From: Alexey Kardashevskiy <aik@ozlabs.ru>
To: David Gibson <david@gibson.dropbear.id.au>, groug@kaod.org, clg@kaod.org
Cc: lvivier@redhat.com, qemu-ppc@nongnu.org, qemu-devel@nongnu.org
Subject: Re: [for-5.0 2/4] spapr: Don't attempt to clamp RMA to VRMA constraint
Date: Tue, 3 Dec 2019 14:33:30 +1100 [thread overview]
Message-ID: <d2784a5f-5410-5eee-14f8-d9157946b8b0@ozlabs.ru> (raw)
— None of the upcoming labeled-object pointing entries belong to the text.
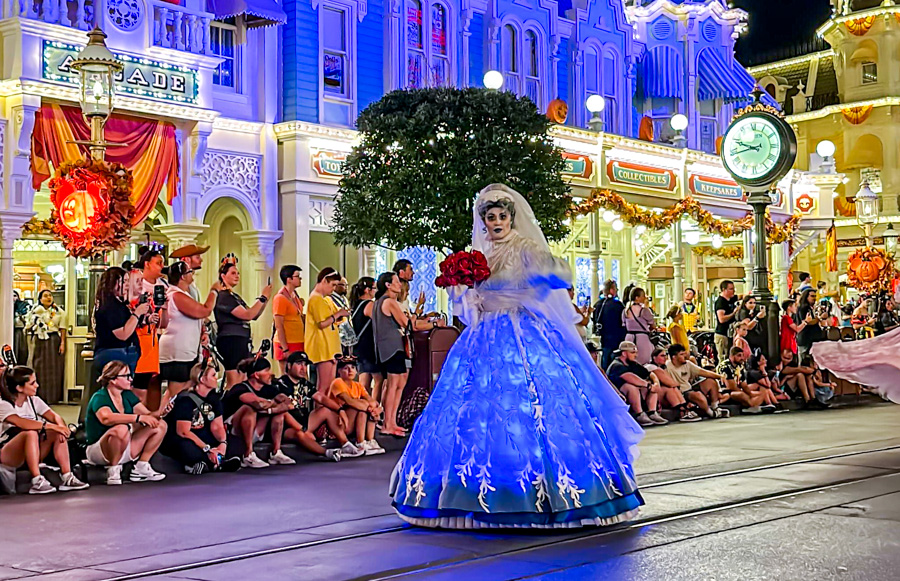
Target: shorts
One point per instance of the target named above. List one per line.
(396, 365)
(281, 354)
(94, 455)
(233, 350)
(177, 370)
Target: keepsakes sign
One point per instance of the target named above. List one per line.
(578, 165)
(140, 77)
(329, 164)
(645, 176)
(714, 187)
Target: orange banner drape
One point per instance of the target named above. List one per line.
(151, 152)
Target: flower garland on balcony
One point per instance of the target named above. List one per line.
(727, 252)
(635, 215)
(92, 208)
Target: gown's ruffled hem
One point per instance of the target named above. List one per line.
(606, 513)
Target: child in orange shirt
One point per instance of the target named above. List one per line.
(359, 408)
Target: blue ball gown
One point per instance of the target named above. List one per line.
(522, 429)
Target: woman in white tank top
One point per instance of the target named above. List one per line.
(179, 347)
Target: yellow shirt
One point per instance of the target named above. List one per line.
(678, 335)
(321, 344)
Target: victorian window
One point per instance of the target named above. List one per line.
(223, 43)
(427, 44)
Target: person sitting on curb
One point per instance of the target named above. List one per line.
(671, 393)
(296, 386)
(196, 437)
(698, 385)
(30, 430)
(636, 385)
(361, 409)
(119, 428)
(251, 408)
(734, 383)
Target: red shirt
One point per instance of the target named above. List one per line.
(788, 336)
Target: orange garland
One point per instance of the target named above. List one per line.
(635, 215)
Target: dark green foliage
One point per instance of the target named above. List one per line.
(423, 157)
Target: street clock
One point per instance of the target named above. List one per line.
(759, 147)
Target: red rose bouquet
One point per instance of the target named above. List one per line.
(463, 268)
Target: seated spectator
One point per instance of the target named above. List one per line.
(795, 378)
(734, 383)
(636, 385)
(676, 329)
(251, 411)
(295, 386)
(698, 385)
(312, 408)
(671, 394)
(30, 430)
(119, 428)
(760, 383)
(196, 437)
(363, 412)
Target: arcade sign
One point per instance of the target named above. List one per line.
(141, 77)
(644, 176)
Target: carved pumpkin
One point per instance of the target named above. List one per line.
(558, 111)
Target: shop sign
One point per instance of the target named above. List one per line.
(329, 164)
(805, 204)
(715, 187)
(578, 165)
(644, 176)
(141, 77)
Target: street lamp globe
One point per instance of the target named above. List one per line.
(493, 80)
(678, 122)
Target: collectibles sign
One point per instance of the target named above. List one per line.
(578, 165)
(714, 187)
(140, 77)
(632, 174)
(329, 164)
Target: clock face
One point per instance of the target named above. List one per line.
(751, 148)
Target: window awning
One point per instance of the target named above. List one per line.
(662, 73)
(256, 12)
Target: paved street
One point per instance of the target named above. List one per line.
(792, 496)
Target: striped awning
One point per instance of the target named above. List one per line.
(662, 73)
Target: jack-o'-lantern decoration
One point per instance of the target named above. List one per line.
(558, 111)
(92, 208)
(869, 270)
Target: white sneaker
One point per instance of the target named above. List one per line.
(253, 461)
(348, 450)
(40, 485)
(373, 448)
(113, 475)
(72, 483)
(143, 472)
(280, 457)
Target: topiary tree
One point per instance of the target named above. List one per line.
(424, 155)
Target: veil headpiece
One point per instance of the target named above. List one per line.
(524, 224)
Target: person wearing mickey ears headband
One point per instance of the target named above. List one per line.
(233, 318)
(197, 438)
(30, 430)
(362, 411)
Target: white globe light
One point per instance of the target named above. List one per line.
(678, 122)
(493, 80)
(595, 103)
(825, 148)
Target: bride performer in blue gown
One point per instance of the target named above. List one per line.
(522, 429)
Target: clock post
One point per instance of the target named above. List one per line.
(758, 149)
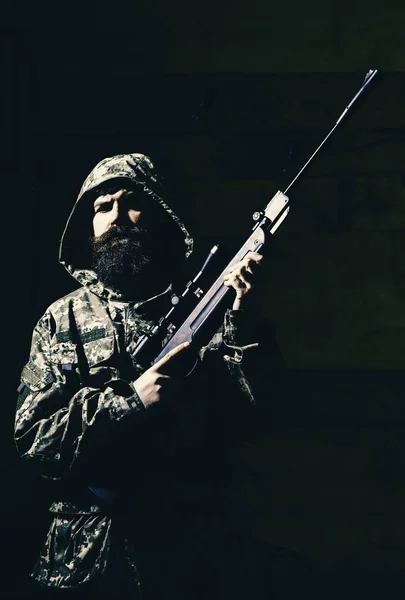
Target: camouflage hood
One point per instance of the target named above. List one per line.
(74, 250)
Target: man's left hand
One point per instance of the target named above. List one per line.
(243, 277)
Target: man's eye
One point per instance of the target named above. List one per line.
(102, 207)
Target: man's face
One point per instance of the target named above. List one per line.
(119, 208)
(132, 246)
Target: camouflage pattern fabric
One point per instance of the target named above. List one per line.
(76, 400)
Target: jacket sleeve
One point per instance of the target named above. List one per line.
(58, 420)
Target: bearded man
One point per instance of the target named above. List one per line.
(138, 457)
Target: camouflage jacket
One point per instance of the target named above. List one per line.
(80, 420)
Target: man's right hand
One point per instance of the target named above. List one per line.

In-Reply-To: <20191129013504.145455-3-david@gibson.dropbear.id.au>
On 29/11/2019 12:35, David Gibson wrote:
> The Real Mode Area (RMA) is the part of memory which a guest can access
> when in real (MMU off) mode. Of course, for a guest under KVM, the MMU
> isn't really turned off, it's just in a special translation mode - Virtual
> Real Mode Area (VRMA) - which looks like real mode in guest mode.
>
> The mechanics of how this works when in Hashed Page Table (HPT) mode, put
> a constraint on the size of the RMA, which depends on the size of the HPT.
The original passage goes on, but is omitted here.